Will the Minister be good enough to reconsider the regulations involved here which are totally at odds with the kind of hypocritical appeals we hear regularly from some of his colleagues about the re-employment of people with criminal records? The Department gave this man an impeccable reference. It was almost misleading if the Minister's other words are correct. He is good enough to be employed anywhere but not by the State. Would the Minister reconsider those regulations.

Would the Deputy permit the Chair to say something? When he is permitted to ask a question he should not avail of the opportunity to make a speech.

I do not like hypocrisy.

All I can say in reply to the Deputy is that Defence Force Regulation A.10, paragraph 12, describes among other things, the persons who shall not be enlisted and includes a person who has been convicted of a serious offence by a civil court. The military authorities have confirmed that the offence committed by the said person is deemed to be a serious one and his re-enlistment will not be considered.

When was that regulation introduced?

That is a separate question.

If the Minister reads a regulation controlling enlistment to the Army, surely he should be able to tell us when that regulation was made.

I am calling the next question.

Who introduced that regulation?

Has the Deputy any idea of the number of regulations made under the Defence Acts?

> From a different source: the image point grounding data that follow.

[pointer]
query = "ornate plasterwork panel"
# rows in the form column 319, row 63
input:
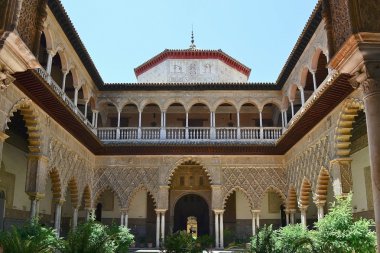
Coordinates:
column 309, row 163
column 70, row 165
column 254, row 182
column 191, row 71
column 124, row 181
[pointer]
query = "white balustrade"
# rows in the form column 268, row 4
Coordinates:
column 226, row 133
column 61, row 94
column 107, row 133
column 272, row 133
column 128, row 133
column 175, row 133
column 249, row 133
column 150, row 133
column 199, row 133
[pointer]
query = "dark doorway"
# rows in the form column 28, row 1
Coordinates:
column 98, row 212
column 2, row 209
column 191, row 205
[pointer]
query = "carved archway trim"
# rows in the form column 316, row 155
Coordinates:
column 322, row 185
column 344, row 126
column 183, row 161
column 133, row 194
column 235, row 189
column 32, row 123
column 305, row 193
column 291, row 201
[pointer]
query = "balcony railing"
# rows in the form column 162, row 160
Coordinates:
column 63, row 95
column 188, row 133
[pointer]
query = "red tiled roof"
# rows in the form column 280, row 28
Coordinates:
column 192, row 54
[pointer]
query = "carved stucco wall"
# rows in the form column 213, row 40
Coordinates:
column 63, row 152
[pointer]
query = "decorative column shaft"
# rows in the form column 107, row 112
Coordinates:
column 50, row 61
column 314, row 80
column 221, row 227
column 253, row 222
column 57, row 218
column 302, row 95
column 64, row 81
column 75, row 218
column 158, row 229
column 303, row 215
column 261, row 125
column 216, row 229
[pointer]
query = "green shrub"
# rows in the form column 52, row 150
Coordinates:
column 30, row 238
column 263, row 242
column 338, row 232
column 294, row 239
column 94, row 237
column 180, row 242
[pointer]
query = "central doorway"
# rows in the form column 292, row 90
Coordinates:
column 191, row 205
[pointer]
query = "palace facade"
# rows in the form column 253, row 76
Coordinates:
column 192, row 145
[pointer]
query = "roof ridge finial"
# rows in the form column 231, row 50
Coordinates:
column 192, row 45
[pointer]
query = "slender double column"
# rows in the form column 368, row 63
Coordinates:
column 160, row 226
column 219, row 229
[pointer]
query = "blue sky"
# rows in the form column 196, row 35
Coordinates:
column 123, row 34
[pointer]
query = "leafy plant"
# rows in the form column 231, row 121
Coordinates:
column 30, row 238
column 180, row 242
column 338, row 232
column 294, row 239
column 94, row 237
column 263, row 242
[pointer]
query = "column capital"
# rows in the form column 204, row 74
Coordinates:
column 367, row 78
column 218, row 211
column 160, row 211
column 36, row 195
column 320, row 203
column 3, row 136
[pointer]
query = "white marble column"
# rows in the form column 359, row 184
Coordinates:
column 303, row 210
column 162, row 226
column 187, row 126
column 292, row 106
column 75, row 218
column 122, row 218
column 261, row 125
column 139, row 129
column 76, row 96
column 50, row 61
column 216, row 229
column 314, row 80
column 253, row 222
column 65, row 73
column 292, row 213
column 126, row 219
column 158, row 229
column 57, row 218
column 320, row 205
column 221, row 232
column 302, row 95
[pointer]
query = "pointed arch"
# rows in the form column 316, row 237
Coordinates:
column 305, row 192
column 103, row 189
column 235, row 189
column 187, row 161
column 56, row 186
column 32, row 123
column 274, row 189
column 133, row 194
column 344, row 127
column 291, row 200
column 73, row 187
column 322, row 185
column 86, row 197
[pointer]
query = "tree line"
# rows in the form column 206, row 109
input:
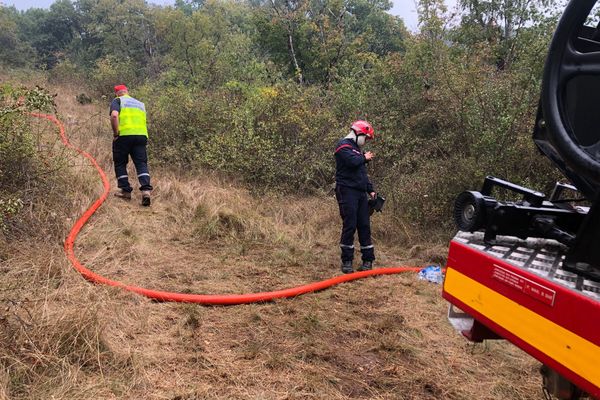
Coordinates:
column 261, row 89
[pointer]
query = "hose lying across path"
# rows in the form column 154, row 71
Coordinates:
column 227, row 299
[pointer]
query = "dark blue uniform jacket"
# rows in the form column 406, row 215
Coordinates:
column 351, row 166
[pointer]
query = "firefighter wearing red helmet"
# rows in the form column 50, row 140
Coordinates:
column 352, row 190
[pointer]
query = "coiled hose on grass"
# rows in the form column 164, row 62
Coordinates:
column 208, row 299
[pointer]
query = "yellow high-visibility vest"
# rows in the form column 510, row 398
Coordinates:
column 132, row 117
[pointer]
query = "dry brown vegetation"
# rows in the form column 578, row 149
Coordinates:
column 379, row 338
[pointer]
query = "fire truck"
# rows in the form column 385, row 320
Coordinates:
column 528, row 269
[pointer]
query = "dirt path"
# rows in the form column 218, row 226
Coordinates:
column 379, row 338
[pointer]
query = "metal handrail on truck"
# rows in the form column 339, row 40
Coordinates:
column 528, row 270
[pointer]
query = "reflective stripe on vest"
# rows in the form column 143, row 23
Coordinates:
column 132, row 117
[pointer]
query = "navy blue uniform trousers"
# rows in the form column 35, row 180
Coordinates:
column 354, row 210
column 134, row 146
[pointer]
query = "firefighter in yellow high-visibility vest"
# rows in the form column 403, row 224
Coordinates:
column 128, row 121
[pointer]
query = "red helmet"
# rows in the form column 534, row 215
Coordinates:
column 363, row 128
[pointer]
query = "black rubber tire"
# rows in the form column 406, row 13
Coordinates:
column 469, row 211
column 562, row 64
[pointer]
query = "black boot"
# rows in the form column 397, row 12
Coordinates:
column 367, row 266
column 347, row 267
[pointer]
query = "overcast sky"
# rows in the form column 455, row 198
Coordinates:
column 403, row 8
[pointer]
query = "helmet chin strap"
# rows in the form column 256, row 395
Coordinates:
column 360, row 140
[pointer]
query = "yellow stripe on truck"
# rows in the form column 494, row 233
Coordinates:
column 574, row 352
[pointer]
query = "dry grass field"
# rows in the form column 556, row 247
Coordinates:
column 377, row 338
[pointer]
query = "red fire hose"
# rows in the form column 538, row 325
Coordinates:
column 213, row 299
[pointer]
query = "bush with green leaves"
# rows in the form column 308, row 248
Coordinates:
column 23, row 175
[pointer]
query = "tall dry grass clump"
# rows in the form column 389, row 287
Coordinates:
column 57, row 334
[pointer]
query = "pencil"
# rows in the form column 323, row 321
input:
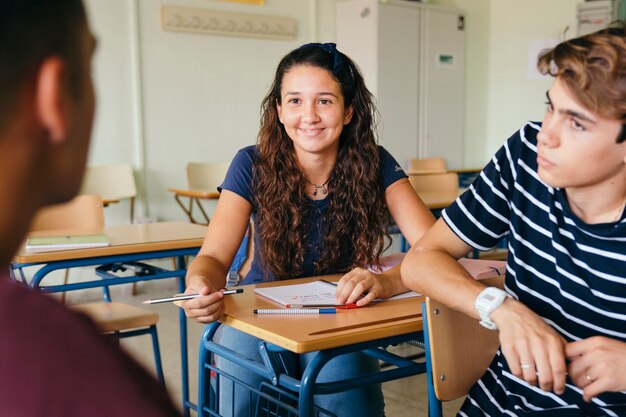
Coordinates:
column 187, row 297
column 295, row 311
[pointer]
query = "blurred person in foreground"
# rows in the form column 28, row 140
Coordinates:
column 52, row 362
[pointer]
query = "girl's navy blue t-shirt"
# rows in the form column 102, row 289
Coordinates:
column 239, row 181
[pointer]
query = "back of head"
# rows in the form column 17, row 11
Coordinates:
column 30, row 31
column 593, row 67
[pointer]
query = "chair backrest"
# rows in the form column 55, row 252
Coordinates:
column 84, row 212
column 428, row 165
column 460, row 348
column 111, row 182
column 435, row 183
column 206, row 176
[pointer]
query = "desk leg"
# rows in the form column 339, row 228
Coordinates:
column 184, row 365
column 305, row 402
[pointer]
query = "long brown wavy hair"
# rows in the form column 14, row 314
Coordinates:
column 355, row 225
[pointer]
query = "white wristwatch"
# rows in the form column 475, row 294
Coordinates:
column 486, row 302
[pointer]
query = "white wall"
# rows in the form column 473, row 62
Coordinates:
column 513, row 98
column 166, row 98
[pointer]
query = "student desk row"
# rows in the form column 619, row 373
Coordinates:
column 131, row 243
column 369, row 329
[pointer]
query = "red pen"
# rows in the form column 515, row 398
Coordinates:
column 342, row 306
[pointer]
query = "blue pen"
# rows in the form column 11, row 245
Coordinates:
column 295, row 311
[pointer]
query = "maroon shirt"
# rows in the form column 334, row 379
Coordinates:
column 53, row 362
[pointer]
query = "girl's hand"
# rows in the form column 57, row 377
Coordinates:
column 205, row 309
column 597, row 365
column 533, row 350
column 361, row 286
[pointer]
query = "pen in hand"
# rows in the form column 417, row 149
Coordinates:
column 187, row 297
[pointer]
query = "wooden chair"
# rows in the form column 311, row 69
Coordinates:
column 437, row 191
column 85, row 213
column 203, row 178
column 427, row 166
column 113, row 183
column 458, row 350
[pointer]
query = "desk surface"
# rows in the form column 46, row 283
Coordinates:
column 195, row 193
column 307, row 333
column 439, row 200
column 133, row 238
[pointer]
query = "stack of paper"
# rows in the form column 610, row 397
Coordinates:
column 65, row 242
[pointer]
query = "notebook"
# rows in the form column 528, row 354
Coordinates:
column 315, row 293
column 66, row 242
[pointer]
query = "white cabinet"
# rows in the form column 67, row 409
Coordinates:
column 412, row 58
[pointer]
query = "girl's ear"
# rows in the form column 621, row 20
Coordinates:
column 52, row 98
column 347, row 117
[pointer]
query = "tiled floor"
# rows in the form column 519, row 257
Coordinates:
column 405, row 397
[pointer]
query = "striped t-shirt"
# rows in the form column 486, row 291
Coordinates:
column 570, row 273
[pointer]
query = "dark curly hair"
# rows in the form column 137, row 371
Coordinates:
column 355, row 225
column 594, row 69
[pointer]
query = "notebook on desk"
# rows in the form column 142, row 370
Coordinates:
column 66, row 242
column 315, row 293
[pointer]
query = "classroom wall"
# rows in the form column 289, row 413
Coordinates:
column 167, row 98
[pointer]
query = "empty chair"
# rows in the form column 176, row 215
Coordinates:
column 85, row 214
column 427, row 166
column 203, row 178
column 113, row 183
column 458, row 351
column 437, row 191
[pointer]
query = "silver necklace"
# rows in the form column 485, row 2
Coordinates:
column 619, row 212
column 322, row 188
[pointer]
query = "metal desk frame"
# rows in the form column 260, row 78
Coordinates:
column 306, row 387
column 179, row 273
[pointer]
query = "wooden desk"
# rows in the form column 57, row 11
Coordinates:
column 368, row 330
column 302, row 333
column 437, row 201
column 137, row 242
column 128, row 239
column 193, row 196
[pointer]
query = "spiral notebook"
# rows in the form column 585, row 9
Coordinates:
column 66, row 242
column 315, row 293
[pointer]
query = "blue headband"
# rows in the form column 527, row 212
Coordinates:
column 331, row 48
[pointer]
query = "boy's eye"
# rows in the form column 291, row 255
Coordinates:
column 549, row 107
column 576, row 125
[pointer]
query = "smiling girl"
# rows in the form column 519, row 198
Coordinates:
column 319, row 191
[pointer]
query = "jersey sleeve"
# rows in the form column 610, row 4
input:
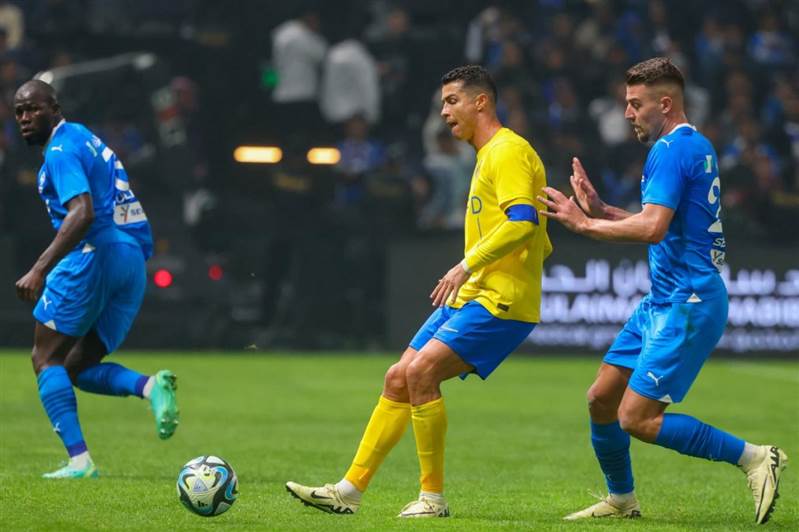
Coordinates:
column 66, row 173
column 514, row 175
column 665, row 181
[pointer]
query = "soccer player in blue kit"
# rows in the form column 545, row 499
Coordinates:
column 659, row 352
column 90, row 280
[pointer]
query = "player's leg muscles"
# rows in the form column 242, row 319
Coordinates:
column 605, row 394
column 85, row 368
column 55, row 389
column 50, row 348
column 611, row 444
column 386, row 425
column 435, row 363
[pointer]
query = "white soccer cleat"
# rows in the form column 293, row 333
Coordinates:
column 426, row 506
column 764, row 481
column 325, row 498
column 608, row 507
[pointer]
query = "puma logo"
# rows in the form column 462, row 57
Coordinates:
column 654, row 378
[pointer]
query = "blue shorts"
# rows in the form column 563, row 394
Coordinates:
column 666, row 345
column 95, row 288
column 477, row 336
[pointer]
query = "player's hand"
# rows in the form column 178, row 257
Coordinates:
column 563, row 209
column 584, row 191
column 449, row 285
column 30, row 285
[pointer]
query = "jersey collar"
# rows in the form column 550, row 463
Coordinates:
column 678, row 126
column 52, row 133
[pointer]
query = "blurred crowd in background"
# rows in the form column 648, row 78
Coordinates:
column 363, row 76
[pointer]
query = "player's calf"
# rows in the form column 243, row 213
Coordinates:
column 327, row 498
column 163, row 400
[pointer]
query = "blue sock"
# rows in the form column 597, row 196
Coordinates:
column 58, row 398
column 612, row 449
column 688, row 435
column 112, row 379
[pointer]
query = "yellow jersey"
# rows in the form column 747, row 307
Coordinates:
column 508, row 172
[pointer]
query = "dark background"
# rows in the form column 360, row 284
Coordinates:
column 342, row 257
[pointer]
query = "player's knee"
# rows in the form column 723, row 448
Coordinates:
column 395, row 381
column 600, row 403
column 419, row 373
column 42, row 360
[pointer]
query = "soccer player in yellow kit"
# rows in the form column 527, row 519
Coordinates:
column 487, row 304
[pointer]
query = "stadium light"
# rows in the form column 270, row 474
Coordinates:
column 258, row 154
column 162, row 278
column 324, row 155
column 215, row 272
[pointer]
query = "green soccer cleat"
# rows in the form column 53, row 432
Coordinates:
column 71, row 472
column 425, row 506
column 764, row 481
column 326, row 498
column 164, row 403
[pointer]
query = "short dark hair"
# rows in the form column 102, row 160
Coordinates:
column 654, row 71
column 472, row 76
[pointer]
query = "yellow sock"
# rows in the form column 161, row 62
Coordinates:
column 430, row 428
column 384, row 430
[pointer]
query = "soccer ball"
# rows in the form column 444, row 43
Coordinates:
column 207, row 486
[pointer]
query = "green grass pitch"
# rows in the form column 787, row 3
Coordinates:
column 518, row 452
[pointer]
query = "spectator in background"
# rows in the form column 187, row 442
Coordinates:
column 360, row 155
column 350, row 84
column 770, row 46
column 297, row 53
column 12, row 21
column 595, row 33
column 608, row 113
column 450, row 172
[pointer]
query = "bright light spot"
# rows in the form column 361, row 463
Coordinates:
column 46, row 76
column 215, row 272
column 162, row 278
column 258, row 154
column 324, row 156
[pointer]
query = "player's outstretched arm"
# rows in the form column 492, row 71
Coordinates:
column 79, row 218
column 587, row 198
column 648, row 226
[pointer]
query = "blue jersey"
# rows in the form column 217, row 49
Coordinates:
column 681, row 173
column 77, row 162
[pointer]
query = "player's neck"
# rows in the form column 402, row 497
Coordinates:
column 59, row 121
column 671, row 123
column 484, row 132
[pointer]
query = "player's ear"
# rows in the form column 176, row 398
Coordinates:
column 481, row 101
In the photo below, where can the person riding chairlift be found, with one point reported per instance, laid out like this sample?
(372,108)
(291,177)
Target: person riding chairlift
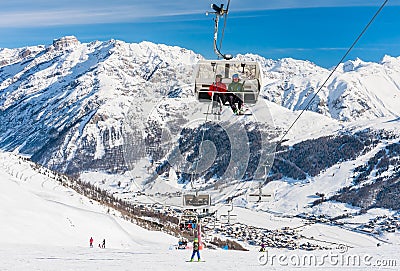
(233,98)
(218,88)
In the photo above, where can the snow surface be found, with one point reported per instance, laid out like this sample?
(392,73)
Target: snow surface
(45,226)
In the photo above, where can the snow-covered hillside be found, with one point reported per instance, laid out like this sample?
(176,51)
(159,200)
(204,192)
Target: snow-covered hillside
(108,111)
(46,226)
(357,90)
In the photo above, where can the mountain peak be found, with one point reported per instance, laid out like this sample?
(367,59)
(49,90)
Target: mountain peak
(65,42)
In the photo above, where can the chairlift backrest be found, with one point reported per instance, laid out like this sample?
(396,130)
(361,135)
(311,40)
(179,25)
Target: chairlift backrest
(248,71)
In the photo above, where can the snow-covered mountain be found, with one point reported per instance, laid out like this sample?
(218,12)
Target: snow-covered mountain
(84,107)
(71,100)
(100,110)
(357,90)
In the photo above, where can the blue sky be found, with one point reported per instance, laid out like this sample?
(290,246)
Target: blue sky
(315,30)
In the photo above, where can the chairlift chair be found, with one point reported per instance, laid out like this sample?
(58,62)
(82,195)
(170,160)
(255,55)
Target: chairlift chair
(248,71)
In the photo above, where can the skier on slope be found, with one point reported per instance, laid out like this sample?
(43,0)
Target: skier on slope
(195,249)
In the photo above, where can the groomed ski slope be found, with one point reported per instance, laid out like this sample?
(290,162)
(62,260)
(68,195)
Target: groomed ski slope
(45,226)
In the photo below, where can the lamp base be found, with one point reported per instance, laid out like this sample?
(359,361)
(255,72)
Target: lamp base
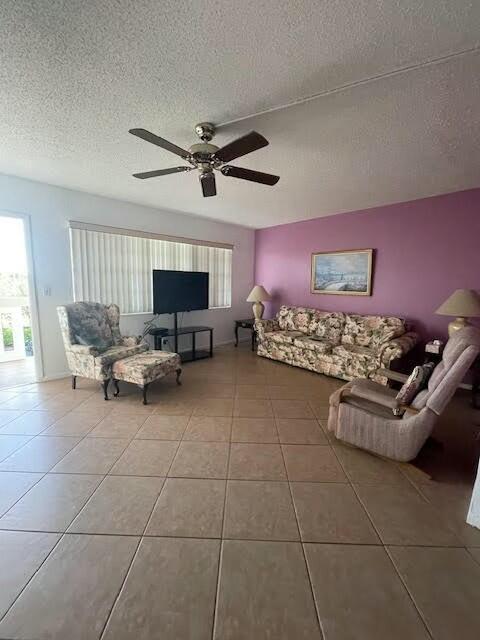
(258,309)
(455,325)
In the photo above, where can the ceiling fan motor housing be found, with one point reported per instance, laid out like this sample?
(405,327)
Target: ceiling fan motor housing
(205,131)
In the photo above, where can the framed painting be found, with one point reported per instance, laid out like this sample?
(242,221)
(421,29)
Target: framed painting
(346,273)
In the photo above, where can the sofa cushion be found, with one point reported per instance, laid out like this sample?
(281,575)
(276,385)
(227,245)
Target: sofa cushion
(328,326)
(89,325)
(319,346)
(294,318)
(286,337)
(371,331)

I am talking about one regulation.

The Deputy cannot ask about all the regulations here.

The Minister must appreciate that a person who cannot join the Army as a simple private will not have much chance of getting employment elsewhere. Was this regulation introduced by a Minister since the foundation of the State or is the Minister defending a British regulation? Is the regulation more important than the future of a person seeking employment?

Unfortunately, the person involved has committed a serious offence.

(Interruptions.)

People should not have to pay for their sins for the rest of their lives.

His offence was judged by the courts not by me.

He was judged according to a British regulation which the Minister is defending. Where is the Minister's republicanism?

On a point of order, did I hear the Minister saying that the seriousness of the offence was quantified by the courts in relation to his discharge.

A moment ago the Minister said that the seriousness of the offence was judged by the man's military superiors and that that was the reason for his discharge.

(Interruptions.)

Who decided the degree of seriousness?

The civil courts.

If the man was convicted in a civil court and discharged his offence by whatever punishment he got, why should he not then be considered eligible for employment by the State if he is considered eligible for civil employment? Why should there be a difference between civil employment and the Army?

If I have to explain that to Deputy Browne who has spent many years in this House, then it is a sad state of affairs. He must be aware that there are many reasons why persons are not accepted for enlistment in the Defence Forces. There are many reasons why they may not be considered suitable to serve in the Defence Forces and there are many reasons why persons might even be deemed to be some form of a security risk. The regulations drawn up by my predecessors are based on sound reasons to ensure the continuation of a viable Defence Force that will give loyalty to the officers and to the Government of the day. I support all the regulations that have been made and I support their implementation.

Including one which was handed down to the Minister by the British?

(Interruptions.)

Deputy Harte is not interested in treating the subject seriously.

Is the Minister slandering this man by implying that he is a security risk?

No, I am not. The Deputy is not doing this man a favour by pursuing his re-enlistment.

We have spent ten minutes asking questions about a private soldier.